Christians stake everything on the revelation that death is the pathway to new life, but sometimes we need to see life and death standing side by side to understand fully the cost and the promise of that mysterious reality. And that is not easy.
Before me stands a boy conceived years after his parents lost their first child to cancer. Next is a little girl whose baby brother was stillborn. There are families complicated by divorce and enriched by adoption. Infants too young to hold up their heads sit propped on a parent’s arm. I mark each of them with a cross of ashes, exhorting solemn children, gurgling babies and adults of all ages alike to “Remember that you are dust, and to dust you shall return.”
Every year, I finish the service with tears in my eyes. Every time, I am struck by the trust parents show by bringing their children to be marked. It is hard to accept the fact that our children will return to dust. But Christian faith not only tells that truth, it calls disciples of Christ to raise our children in light of it. It calls us not to fear death, but to cherish life, knowing that it can be painfully short, yet trusting in Easter’s promise that our lives with God will be wonderfully long.
The trust parents show on Ash Wednesday is the same trust they display at their children’s baptism. When I baptize infants, I ask parents not to hold their own baby as I pour the water, but instead, to place the child in my arms. That simple physical act embodies a theological truth: that parents are committing their child to a larger household than their own, in which relative strangers share responsibility for each other’s souls and bodies. Within that household, we help each other die to sin, and we remind each other of the daily reality of resurrection, as together we seek the reign of God.
Children are more honest than adults about the resistance to death that we all share. I heard that resistance spoken aloud when, several years ago, I baptized Caleb, a 9-year-old boy with autism. Caleb’s parents had explained that baptism would make him a member of Jesus’ family. Looking forward to that, he leaned happily over the font. But after the water ritual, as he heard me give thanks that God had “raised him to the new life of grace,” fear seized Caleb. His scream echoed through the church: “I don’t want to die! I don’t want a new life!” His parents and I soothed him until he let me sign a cross on his forehead with holy oil, when he smiled at being “marked as Christ’s own forever.” Once Caleb was reassured that his new life had already begun, he went gladly to the Lord’s Table to share Communion with his birth family and the larger household of the church.

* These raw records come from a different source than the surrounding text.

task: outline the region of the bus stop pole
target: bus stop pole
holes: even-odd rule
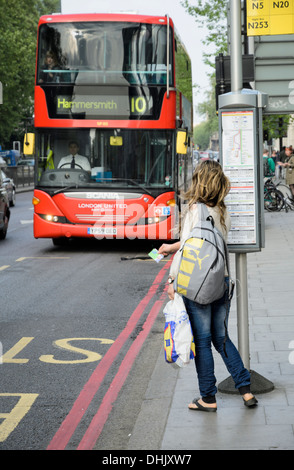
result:
[[[241,40],[241,0],[231,0],[231,91],[243,88],[242,40]],[[247,254],[236,253],[236,294],[238,319],[238,348],[244,366],[250,370],[249,325],[248,325],[248,287]]]
[[[231,27],[231,91],[243,88],[242,42],[241,42],[241,0],[230,1]]]
[[[236,253],[238,349],[246,369],[250,370],[247,255]]]
[[[241,43],[241,0],[230,0],[231,25],[231,93],[241,92],[243,88],[242,43]],[[236,253],[236,303],[238,323],[238,349],[244,366],[251,374],[251,391],[266,393],[274,389],[272,382],[257,372],[250,370],[247,253]],[[218,385],[224,393],[238,393],[232,377]]]

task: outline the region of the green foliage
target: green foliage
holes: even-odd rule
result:
[[[177,88],[192,103],[191,60],[180,38],[177,38],[176,74]]]
[[[186,11],[195,18],[197,25],[201,28],[205,25],[208,30],[207,36],[203,39],[202,43],[206,46],[214,45],[215,50],[213,53],[204,54],[205,63],[211,65],[213,72],[210,78],[215,76],[215,56],[227,51],[227,6],[228,0],[198,0],[197,6],[191,5],[189,0],[181,0],[182,6]],[[213,60],[212,60],[213,59]],[[212,89],[207,95],[207,101],[198,106],[200,114],[205,115],[207,121],[213,120],[214,123],[206,124],[201,128],[201,132],[205,134],[215,129],[215,87],[213,80],[211,81]],[[195,85],[194,85],[195,87]],[[197,85],[196,85],[197,87]],[[214,112],[212,111],[212,104]],[[216,118],[216,120],[218,120]],[[290,115],[270,115],[263,116],[263,130],[267,133],[268,139],[281,138],[287,134],[289,124],[293,122]],[[198,126],[199,127],[199,126]],[[200,131],[197,130],[197,135]],[[194,133],[195,137],[195,133]],[[200,141],[195,139],[195,142],[200,145]]]
[[[200,103],[197,111],[205,116],[205,121],[194,127],[194,142],[205,150],[209,147],[210,137],[218,132],[218,116],[215,110],[215,79],[210,77],[211,88],[205,92],[206,100]]]
[[[204,53],[204,62],[211,66],[209,75],[211,89],[205,93],[206,100],[197,107],[205,121],[194,128],[194,141],[202,149],[208,148],[210,137],[218,131],[218,117],[215,106],[215,56],[227,51],[227,0],[198,0],[197,6],[190,5],[189,0],[182,0],[181,4],[186,11],[195,18],[199,28],[208,30],[202,40],[203,45],[213,46],[213,52]],[[211,50],[211,47],[210,47]],[[194,89],[198,85],[194,85]]]
[[[209,121],[201,122],[194,127],[194,142],[201,150],[209,148],[210,136]]]
[[[227,51],[227,4],[228,0],[198,0],[197,6],[189,0],[182,0],[181,5],[195,18],[199,28],[207,28],[208,34],[202,43],[214,46],[214,51],[204,53],[205,63],[214,66],[214,57]],[[211,58],[213,57],[213,61]]]
[[[271,114],[263,116],[263,131],[267,134],[267,140],[279,139],[287,135],[289,124],[294,118],[290,114]]]
[[[0,144],[21,138],[32,116],[39,17],[56,11],[58,0],[0,0]]]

Caleb was honest enough to speak the truth most of us avoid. We don’t want to die; we don’t want a new life. I don’t like placing ashes on babies’ foreheads. But I do it, at their parents’ invitation and in view of the whole congregation. Those ashen crosses are a sign that together we are raising these babies to trust the merciful and gracious God who remembers that we are but dust, and who promises that this precious dust will live forever.